Recent reports in the South Korean media claim that Samsung Display, a wholly-owned subsidiary of the country’s largest consumer electronics company, Samsung Electronics, has started making new investments towards increasing production of flexible OLED displays. Business Korea is quoting sources within the country’s electronics industry to report that as many as 10 OLED equipment producers including AP Systems and Rorze Systems recently got orders worth a massive $325.73 million for installation of OLED production equipment at the consumer electronics major’s OLED manufacturing facility in Tangjeong in the South Chungcheong Province. The investment will expand the production capacity of A3 flexible OLED panels, which is expected to help the company in meeting growing demand for such technology.
Production at the facility will reportedly start in early 2017 and according to eBEST Investment & Securities, once up and running, the new lines will increase production of flexible OLED panels by over 100 percent from 39,000 sheets of glass per month currently to about 90,000 sheets per month next year, making the Tangjeong facility the largest flexible OLED production hub for Samsung. The increased production will be a necessity for Samsung, as it will reportedly supply flexible OLED panels for Apple’s iPhone 8. While flexible displays are yet to percolate down to mainstream gadgets aimed at the retail consumer, companies like Samsung and LG have been experimenting with such devices for a while now. In fact, LG demoed a couple of such devices at the Consumer Electronics Show (CES) 2016 event held earlier this year in Las Vegas, Nevada.

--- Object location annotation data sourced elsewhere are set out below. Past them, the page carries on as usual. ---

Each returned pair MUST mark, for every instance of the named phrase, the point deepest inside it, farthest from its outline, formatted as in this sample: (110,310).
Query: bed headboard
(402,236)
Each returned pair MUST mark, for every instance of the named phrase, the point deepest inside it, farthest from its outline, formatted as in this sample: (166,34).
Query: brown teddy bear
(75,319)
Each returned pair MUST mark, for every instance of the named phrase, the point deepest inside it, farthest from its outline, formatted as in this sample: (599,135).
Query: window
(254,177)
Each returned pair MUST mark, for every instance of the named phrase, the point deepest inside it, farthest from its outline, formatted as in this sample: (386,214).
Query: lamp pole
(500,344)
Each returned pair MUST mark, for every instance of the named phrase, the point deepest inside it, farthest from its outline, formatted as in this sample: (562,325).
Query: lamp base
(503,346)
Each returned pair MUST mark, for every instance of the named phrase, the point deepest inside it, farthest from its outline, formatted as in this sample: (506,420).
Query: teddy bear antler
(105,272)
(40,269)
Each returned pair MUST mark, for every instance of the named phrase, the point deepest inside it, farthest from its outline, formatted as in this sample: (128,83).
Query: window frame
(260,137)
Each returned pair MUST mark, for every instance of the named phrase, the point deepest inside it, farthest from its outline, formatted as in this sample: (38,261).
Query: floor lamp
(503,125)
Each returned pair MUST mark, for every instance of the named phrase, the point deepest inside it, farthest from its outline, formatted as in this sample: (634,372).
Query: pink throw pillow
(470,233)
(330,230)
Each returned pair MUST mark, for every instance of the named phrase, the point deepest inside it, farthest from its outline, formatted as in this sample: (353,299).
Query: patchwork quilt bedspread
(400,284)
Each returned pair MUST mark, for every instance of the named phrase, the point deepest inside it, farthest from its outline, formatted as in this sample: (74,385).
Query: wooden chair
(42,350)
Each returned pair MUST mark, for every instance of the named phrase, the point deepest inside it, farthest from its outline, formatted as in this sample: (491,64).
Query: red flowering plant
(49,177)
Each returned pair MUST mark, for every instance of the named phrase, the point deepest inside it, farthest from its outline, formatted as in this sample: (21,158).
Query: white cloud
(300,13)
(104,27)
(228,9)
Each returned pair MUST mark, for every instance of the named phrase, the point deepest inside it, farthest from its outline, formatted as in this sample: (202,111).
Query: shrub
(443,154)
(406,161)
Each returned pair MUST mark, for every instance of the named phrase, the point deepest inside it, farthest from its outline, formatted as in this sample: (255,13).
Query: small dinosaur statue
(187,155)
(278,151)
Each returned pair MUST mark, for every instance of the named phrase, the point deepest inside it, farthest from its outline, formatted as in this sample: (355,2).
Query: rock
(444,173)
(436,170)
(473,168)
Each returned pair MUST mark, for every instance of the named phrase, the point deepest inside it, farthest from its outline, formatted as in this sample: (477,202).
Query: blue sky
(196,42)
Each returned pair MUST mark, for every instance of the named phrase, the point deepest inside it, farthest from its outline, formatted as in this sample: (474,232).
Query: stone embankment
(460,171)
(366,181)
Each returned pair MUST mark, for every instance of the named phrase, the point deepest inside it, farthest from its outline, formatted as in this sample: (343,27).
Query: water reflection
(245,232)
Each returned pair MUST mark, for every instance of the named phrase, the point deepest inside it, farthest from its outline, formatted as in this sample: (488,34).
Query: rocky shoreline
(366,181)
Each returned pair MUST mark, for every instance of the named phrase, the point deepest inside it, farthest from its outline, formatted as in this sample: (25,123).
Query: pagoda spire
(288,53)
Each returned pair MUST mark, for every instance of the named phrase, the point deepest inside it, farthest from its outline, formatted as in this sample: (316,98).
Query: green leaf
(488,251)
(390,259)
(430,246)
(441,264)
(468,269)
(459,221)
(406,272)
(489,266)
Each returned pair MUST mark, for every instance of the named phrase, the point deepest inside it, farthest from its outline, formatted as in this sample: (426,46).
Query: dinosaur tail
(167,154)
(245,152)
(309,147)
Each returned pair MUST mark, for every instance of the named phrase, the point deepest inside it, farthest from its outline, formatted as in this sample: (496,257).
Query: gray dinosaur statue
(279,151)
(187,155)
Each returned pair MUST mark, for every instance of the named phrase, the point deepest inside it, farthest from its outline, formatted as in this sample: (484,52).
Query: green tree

As for Samsung, it announced the development of a prototype 4.5 inch flexible AMOLED display in late 2010, which was then showed off at CES 2011. At that event itself, the company publicly stated its intentions of incorporating the technology in its future smartphones and towards that end, even launched the Galaxy Round smartphone in 2013. The device came with a curved, flexible display, but the phone itself had a rigid frame, which did not allow it to be bend the way flexible displays are expected to. The company has since incorporated the technology into devices like the Galaxy S6 Edge, Galaxy S6 Edge+ and the recently-launched Galaxy S7 Edge, all of which come with OLED displays that are manufactured on a flexible plastic substrate, allowing for the curved edges along both sides.